Earth herself had received him into her dark bosom,
where no eye could discover him, and no voice reach
him but that of the ocean, as it tossed and wallowed
in the palm of God’s hand. He heard its
roar on the rocks around him; and the air was filled
with a loud noise of broken waters, while every now
and then the wind rushed with a howl into the cave,
as if searching for him in its crannies; the wild raving
soothed him, and he felt as if he would gladly sit
there, in the dark torn with tumultuous noises, until
his fate had unfolded itself.
The noises thickened around him as the tide rose;
but so gradually that, although at length he could
not have heard his own voice, he was unaware of the
magnitude to which the mighty uproar had enlarged
itself. Suddenly, something smote the rock as
with the hammer of Thor, and, as suddenly, the air
around him grew stifling hot. The next moment
it was again cold. He started to his feet in wonder,
and sought the light. As he turned the angle,
the receding back of a huge green foam spotted wave,
still almost touching the roof of the cavern, was
sweeping out again into the tumult. It had filled
the throat of it, and so compressed the air within
by the force of its entrance, as to drive out for
the moment a large portion of its latent heat.

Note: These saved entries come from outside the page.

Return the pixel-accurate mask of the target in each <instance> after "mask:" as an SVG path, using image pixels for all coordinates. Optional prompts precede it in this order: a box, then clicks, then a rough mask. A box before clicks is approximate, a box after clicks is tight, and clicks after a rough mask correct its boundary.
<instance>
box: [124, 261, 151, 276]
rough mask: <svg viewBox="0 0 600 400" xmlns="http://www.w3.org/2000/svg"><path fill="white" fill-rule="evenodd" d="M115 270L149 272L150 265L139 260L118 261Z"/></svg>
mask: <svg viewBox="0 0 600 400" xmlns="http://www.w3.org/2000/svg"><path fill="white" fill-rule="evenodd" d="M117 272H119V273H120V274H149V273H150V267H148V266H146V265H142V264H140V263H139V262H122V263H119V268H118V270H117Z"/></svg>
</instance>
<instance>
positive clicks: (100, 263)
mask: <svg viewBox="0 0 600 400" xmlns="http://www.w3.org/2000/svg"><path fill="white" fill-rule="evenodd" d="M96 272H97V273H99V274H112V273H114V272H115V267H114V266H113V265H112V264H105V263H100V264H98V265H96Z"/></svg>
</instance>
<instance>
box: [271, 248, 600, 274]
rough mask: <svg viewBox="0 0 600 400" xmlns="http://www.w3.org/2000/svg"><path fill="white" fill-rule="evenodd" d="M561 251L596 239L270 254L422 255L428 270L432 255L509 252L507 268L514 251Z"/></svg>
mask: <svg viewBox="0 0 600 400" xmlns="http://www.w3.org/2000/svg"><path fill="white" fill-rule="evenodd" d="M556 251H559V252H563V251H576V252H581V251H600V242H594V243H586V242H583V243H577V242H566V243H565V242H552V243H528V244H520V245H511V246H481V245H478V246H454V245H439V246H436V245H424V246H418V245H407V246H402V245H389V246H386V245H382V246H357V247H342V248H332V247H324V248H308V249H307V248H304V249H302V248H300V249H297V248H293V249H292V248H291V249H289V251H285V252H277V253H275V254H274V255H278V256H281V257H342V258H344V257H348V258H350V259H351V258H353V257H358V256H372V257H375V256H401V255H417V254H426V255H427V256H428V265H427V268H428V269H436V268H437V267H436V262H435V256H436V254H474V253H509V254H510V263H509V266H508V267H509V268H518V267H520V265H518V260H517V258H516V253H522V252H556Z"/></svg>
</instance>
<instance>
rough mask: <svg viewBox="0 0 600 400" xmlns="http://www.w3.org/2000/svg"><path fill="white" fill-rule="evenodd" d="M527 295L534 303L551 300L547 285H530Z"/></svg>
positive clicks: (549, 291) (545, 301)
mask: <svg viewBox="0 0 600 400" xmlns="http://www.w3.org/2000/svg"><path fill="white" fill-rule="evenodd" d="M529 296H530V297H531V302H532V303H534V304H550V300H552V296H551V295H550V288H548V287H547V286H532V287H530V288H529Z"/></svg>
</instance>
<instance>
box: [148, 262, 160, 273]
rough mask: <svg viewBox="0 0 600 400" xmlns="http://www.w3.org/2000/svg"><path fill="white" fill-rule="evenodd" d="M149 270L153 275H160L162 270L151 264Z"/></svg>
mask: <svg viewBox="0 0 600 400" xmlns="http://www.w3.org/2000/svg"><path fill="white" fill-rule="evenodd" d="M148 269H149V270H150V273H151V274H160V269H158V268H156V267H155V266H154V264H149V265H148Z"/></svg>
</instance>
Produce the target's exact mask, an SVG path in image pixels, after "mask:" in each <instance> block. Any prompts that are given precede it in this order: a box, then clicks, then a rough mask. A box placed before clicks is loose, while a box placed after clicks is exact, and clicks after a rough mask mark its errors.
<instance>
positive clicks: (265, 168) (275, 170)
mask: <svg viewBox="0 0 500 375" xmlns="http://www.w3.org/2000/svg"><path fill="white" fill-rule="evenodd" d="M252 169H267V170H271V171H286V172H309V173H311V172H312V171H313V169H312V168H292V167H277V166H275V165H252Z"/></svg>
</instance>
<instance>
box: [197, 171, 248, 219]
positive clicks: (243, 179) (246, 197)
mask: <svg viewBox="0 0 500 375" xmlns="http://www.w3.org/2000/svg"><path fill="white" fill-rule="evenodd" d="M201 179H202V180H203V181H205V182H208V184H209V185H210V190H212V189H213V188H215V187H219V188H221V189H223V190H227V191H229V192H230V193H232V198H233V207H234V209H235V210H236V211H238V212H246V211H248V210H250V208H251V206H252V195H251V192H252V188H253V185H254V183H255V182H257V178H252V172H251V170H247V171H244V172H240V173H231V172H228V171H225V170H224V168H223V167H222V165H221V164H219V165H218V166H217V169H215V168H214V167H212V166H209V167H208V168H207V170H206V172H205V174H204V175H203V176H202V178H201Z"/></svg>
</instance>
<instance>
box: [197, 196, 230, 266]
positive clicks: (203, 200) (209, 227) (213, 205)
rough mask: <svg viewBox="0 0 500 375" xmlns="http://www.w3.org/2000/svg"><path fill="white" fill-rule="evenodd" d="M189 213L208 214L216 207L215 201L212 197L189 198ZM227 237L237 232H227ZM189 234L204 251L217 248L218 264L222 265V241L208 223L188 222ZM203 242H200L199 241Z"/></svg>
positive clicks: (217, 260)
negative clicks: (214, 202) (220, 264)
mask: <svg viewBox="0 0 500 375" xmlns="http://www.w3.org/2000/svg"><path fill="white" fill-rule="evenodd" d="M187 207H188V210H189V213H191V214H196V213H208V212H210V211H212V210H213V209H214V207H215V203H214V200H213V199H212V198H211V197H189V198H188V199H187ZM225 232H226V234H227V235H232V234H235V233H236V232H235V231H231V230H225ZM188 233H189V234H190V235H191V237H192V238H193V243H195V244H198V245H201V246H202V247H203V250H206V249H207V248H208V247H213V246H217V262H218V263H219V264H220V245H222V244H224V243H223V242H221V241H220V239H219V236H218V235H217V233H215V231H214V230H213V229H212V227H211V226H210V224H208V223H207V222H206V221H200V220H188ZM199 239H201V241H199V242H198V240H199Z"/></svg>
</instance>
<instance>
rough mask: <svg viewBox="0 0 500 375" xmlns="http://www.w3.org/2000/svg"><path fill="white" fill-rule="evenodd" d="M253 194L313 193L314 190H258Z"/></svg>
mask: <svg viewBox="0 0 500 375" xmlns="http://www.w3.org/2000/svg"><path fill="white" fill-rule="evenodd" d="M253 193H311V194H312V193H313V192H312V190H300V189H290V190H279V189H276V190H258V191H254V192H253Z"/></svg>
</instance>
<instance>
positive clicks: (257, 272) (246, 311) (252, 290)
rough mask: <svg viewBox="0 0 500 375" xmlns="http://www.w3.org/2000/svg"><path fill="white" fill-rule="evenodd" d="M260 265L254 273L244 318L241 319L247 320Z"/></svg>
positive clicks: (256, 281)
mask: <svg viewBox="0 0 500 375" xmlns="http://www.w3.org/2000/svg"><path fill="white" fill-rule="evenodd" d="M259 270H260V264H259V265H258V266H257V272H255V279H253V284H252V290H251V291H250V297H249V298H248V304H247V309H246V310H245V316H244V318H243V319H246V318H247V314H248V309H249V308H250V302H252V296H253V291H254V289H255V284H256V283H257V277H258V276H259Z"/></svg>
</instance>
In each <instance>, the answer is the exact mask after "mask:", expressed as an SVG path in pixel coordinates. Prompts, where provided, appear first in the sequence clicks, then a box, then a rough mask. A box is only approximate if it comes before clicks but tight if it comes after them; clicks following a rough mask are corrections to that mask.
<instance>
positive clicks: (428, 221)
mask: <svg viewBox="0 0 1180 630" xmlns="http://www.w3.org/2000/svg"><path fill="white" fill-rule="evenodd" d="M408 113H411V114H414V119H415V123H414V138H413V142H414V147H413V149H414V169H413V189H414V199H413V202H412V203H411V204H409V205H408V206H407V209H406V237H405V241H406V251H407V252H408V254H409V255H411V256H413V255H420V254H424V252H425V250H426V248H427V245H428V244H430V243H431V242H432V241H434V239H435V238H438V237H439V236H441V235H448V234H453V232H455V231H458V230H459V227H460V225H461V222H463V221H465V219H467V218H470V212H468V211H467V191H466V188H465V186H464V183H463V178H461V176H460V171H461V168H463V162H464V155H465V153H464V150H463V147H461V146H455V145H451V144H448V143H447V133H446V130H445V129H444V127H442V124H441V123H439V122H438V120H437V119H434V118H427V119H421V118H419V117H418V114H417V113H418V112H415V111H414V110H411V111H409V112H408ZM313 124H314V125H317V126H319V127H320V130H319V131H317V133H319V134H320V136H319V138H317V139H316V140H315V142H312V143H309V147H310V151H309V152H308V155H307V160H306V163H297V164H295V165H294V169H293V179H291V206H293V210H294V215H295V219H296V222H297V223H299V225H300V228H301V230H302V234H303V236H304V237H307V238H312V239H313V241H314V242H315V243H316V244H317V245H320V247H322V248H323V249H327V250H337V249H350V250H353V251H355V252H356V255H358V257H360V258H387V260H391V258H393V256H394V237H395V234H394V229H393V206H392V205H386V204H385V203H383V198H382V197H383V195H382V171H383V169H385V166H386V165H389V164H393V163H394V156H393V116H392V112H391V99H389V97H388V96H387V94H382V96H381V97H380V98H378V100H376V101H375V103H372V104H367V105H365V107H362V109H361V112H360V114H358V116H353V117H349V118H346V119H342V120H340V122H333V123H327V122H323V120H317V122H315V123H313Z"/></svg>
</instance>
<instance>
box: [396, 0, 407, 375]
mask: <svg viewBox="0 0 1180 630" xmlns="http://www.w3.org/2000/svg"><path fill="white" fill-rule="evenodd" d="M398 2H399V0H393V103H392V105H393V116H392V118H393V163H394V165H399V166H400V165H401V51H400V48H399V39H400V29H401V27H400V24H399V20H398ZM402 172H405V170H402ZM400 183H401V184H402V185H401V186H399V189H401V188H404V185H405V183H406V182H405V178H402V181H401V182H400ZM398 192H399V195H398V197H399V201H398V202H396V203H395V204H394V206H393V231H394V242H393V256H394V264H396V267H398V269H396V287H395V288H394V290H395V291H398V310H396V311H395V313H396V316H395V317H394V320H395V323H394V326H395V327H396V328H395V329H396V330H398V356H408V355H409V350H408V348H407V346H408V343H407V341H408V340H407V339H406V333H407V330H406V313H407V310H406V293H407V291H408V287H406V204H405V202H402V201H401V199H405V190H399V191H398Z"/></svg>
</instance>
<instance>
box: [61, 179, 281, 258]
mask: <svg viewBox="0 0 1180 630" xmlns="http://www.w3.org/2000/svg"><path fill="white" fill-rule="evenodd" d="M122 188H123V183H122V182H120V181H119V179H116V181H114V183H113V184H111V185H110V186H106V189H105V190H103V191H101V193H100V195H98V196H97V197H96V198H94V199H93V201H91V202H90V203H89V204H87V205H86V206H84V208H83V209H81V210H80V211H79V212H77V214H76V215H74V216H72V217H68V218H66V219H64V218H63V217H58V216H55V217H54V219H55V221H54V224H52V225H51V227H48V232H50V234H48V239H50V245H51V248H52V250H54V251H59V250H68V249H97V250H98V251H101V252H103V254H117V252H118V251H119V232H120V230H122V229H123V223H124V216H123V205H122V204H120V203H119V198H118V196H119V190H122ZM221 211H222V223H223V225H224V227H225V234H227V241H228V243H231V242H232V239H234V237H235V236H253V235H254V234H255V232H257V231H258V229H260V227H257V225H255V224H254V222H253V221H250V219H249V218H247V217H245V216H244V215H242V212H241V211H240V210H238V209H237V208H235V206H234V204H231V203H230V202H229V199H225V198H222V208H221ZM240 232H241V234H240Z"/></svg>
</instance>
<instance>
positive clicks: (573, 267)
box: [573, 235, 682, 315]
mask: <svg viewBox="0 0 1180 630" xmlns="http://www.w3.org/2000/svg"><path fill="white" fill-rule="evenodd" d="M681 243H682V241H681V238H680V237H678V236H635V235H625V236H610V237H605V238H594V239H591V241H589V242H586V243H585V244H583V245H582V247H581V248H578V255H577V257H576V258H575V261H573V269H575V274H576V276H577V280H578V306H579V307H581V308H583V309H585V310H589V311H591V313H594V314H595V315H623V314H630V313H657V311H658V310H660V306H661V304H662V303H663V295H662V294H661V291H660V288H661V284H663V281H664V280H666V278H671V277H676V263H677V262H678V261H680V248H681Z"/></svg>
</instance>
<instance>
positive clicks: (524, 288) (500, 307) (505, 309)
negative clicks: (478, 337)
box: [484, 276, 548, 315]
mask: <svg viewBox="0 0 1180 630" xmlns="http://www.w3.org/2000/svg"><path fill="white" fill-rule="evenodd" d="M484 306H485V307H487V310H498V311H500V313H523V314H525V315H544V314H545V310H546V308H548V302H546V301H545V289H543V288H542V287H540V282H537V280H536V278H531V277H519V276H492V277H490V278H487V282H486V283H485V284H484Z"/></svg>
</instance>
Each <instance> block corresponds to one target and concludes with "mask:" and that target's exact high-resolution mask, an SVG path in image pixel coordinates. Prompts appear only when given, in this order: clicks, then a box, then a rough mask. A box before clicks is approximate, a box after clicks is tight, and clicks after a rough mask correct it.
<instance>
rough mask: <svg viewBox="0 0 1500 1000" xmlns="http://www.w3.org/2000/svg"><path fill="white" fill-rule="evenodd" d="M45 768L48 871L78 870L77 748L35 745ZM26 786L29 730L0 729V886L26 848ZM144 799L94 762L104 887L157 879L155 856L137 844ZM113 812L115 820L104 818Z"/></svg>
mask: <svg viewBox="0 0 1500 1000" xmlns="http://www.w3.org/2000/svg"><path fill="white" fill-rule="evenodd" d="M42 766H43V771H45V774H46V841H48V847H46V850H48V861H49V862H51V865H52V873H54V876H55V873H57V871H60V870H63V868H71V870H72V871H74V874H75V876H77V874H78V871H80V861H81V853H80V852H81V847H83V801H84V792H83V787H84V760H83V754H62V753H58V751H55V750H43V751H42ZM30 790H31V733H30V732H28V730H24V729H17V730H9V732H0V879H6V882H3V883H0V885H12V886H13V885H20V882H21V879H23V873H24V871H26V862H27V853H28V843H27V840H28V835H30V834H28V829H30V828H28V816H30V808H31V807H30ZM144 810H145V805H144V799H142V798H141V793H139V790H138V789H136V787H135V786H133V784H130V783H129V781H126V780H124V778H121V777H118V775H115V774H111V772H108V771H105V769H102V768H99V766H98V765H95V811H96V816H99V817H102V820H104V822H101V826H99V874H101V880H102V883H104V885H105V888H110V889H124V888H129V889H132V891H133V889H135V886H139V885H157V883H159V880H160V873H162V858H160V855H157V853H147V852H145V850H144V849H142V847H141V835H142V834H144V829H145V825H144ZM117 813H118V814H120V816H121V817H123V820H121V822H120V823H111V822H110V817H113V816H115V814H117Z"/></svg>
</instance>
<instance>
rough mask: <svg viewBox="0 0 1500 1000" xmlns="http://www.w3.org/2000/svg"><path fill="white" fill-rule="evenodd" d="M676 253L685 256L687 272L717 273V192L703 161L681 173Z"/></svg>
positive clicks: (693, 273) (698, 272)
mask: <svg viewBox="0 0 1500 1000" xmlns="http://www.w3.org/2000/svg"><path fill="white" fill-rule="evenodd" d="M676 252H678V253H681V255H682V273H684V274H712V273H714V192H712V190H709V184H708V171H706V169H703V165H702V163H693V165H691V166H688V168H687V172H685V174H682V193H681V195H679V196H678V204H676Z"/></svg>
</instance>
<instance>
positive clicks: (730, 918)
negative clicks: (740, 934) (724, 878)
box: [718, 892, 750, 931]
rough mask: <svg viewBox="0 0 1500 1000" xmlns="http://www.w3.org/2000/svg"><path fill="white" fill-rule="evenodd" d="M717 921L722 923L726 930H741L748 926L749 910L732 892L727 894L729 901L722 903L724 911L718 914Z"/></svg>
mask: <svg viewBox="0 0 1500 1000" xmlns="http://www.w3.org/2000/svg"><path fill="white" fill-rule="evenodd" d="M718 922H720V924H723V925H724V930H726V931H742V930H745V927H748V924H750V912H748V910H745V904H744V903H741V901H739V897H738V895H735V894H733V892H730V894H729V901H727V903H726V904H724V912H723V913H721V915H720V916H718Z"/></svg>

Looking then at his watch, Malcolm judged it must
be about high tide: brooding in the darkness,
he had allowed the moments to lapse unheeded, and
it was now impossible to leave the cavern until the
tide had fallen. He returned into its penetral,
and sitting down with the patience of a fisherman,
again lost himself in reverie.
The darkness kept him from perceiving how the day
went, and the rapidly increasing roar of the wind
made the diminishing sound of the tide’s retreat
less noticeable. He thought afterwards that perhaps
he had fallen asleep; anyhow, when at length he looked
out, the waves were gone from the rock, and the darkness
was broken only by the distant gleam of their white
defeat. The wind was blowing a hurricane, and
even for his practised foot, it was not easy to surmount
the high, abrupt spines he must cross to regain the
shore. It was so dark that he could see nothing
of the castle, though it was but a few yards from
him; and he resolved therefore, the path along the
top of the cliffs being unsafe, to make his way across
the fields, and return by the high road. The consequence
was, that, what with fences and ditches, the violence
of the wind, and uncertainty about his direction,
it was so long before he felt the hard road under
his feet that with good reason he feared the house
would be closed for the night ere he reached it.